Allows users to define the S3 directory structure for partitioned external table data. This works by attributing values to each partition on the table. On S3, a single folder is created for each partition value and is named according to the corresponding partition key and value.

For example, the partition value for the key 'Salesdate' might be '2016-01-07'. A directory would then be created on S3 named 'Salesdate=2017-04-31' containing this partition's data.

It is important to note that this component only adds physical partitions on S3 and the table itself must already have partitions defined in the Create External Table component.

Properties

Property Setting Description
Name Text The descriptive name for the component.
Schema Select Select the table schema. The special value, [Environment Default] will use the schema defined in the environment. For more information on using multiple schemas, see this article.
Table Text The table to add partitions to. This should be an external table that already has partitions defined through the Create External Table component.
Partition Values Text The table or view to unload to S3.
Location Text The URL of the S3 bucket to load the partition data into.

Example

In this example we will be creating an external table and adding partitions to it. The orchestration job is shown below.

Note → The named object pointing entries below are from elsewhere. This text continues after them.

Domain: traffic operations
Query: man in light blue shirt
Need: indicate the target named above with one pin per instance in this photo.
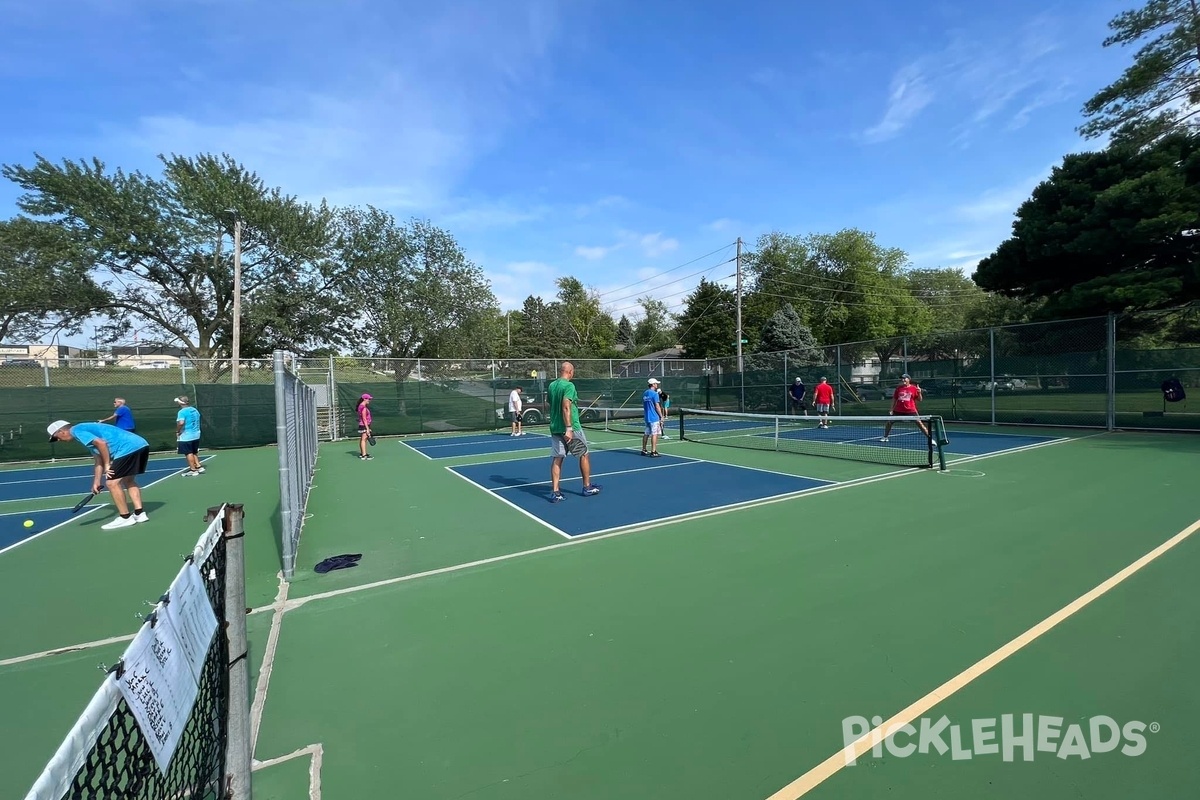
(187, 433)
(652, 410)
(120, 457)
(123, 415)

The Create External Table component is set up as shown below. We add table metadata through the component so that all expected columns are defined. Using these definitions, you can now assign columns as partitions through the 'Partition' property. At least one column must remain unpartitioned but any single column can be a partition. An S3 Bucket location is also chosen as to host the external table data.

Now the Add Partition component can be configured as shown below. Although not strictly necessary, we select the same S3 Bucket that our table data is held on to also hold our partition data. In the 'Table' property, the same table that we just created is chosen. If this option does not appear, try right-clicking on the Create External Table and selecting 'Run Component' to create the table.

When a table is chosen, its partition columns are automatically loaded and can be assigned values using the 'Partition Values' property, shown below. Each column has a value assigned that is used to name a folder on the S3 bucket that will contain partition data.